LONDON: Oil prices rose on Tuesday, supported by tighter global supplies that have helped to offset persistent worries that demand will be hurt by the continuing US-Chinese trade conflict.
Brent crude rose by 23 cents, or 0.3 per cent, to $70.34 (Dh258) a barrel by 1055 GMT. US West Texas Intermediate (WTI) was up 52 cents, or 0.9 per cent, at $59.15.
US crude futures were trading for the first time since Friday after a long holiday weekend.
Investors, however, remain concerned that the trade war between the United States and China could hit the global economy and dent fuel consumption.
Brent futures last week registered a decline of 4.5 per cent and WTI was slid by 6.4 per cent for its biggest weekly loss since December.
“Oil prices lack direction because the oil market currently finds itself caught between supply risks and concerns about demand,” Commerzbank said in a note.
“A whole host of poor economic data from the major economic areas of the US, China and Europe, plus the entrenched situation in the trade talks, are not good news for the demand outlook.”
On the flip-side, crude has gained support from supply cuts by the Organization of the Petroleum Exporting Countries (Opec) and its allies since the start of the year, with political tensions in the Middle East another bullish influence.
No political solution appears forthcoming to end US sanctions that have largely taken Iranian and Venezuelan crude out of global markets.
“Brent is likely to resume its upward trend in line with its fundamentals, which are tight,” said Harry Tchilinguirian, global oil strategist at BNP Paribas in London.
“This tightness is reflected in the generic front-month Brent futures time-spread. Backwardation is very steep at $1.33 a barrel the last time we sustained such deep backwardation was in 2013, when spot Brent was trading above $100 a barrel.” Backwardation, a market structure where the spot price is higher than the price of crude in later months, tends to indicate tight supplies and a drawdown in inventories.
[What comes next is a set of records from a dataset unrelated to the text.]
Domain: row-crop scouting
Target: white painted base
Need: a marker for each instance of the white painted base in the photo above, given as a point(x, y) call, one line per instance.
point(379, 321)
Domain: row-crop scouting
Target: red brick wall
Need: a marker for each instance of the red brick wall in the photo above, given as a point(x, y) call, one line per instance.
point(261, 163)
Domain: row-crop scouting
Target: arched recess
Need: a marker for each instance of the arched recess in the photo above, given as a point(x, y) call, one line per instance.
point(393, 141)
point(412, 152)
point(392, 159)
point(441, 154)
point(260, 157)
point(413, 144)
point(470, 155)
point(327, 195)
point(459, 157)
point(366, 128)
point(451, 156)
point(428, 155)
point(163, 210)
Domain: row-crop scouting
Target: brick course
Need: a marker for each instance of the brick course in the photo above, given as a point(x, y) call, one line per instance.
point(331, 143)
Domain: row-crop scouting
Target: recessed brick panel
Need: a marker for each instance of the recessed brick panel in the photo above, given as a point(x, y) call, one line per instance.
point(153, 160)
Opec and allies including Russia are due to meet over June 25-26 to discuss output policy.
Khaled al-Fadhel, oil minister of Opec member Kuwait, said he expects the market to approach balance in 2019 as global inventories fall and demand remains strong.
“I believe the market is expected to be balanced during the second half of 2019, more towards the end of the year,” he told Reuters, adding that the impact of US sanctions on Iran “has yet to be felt”.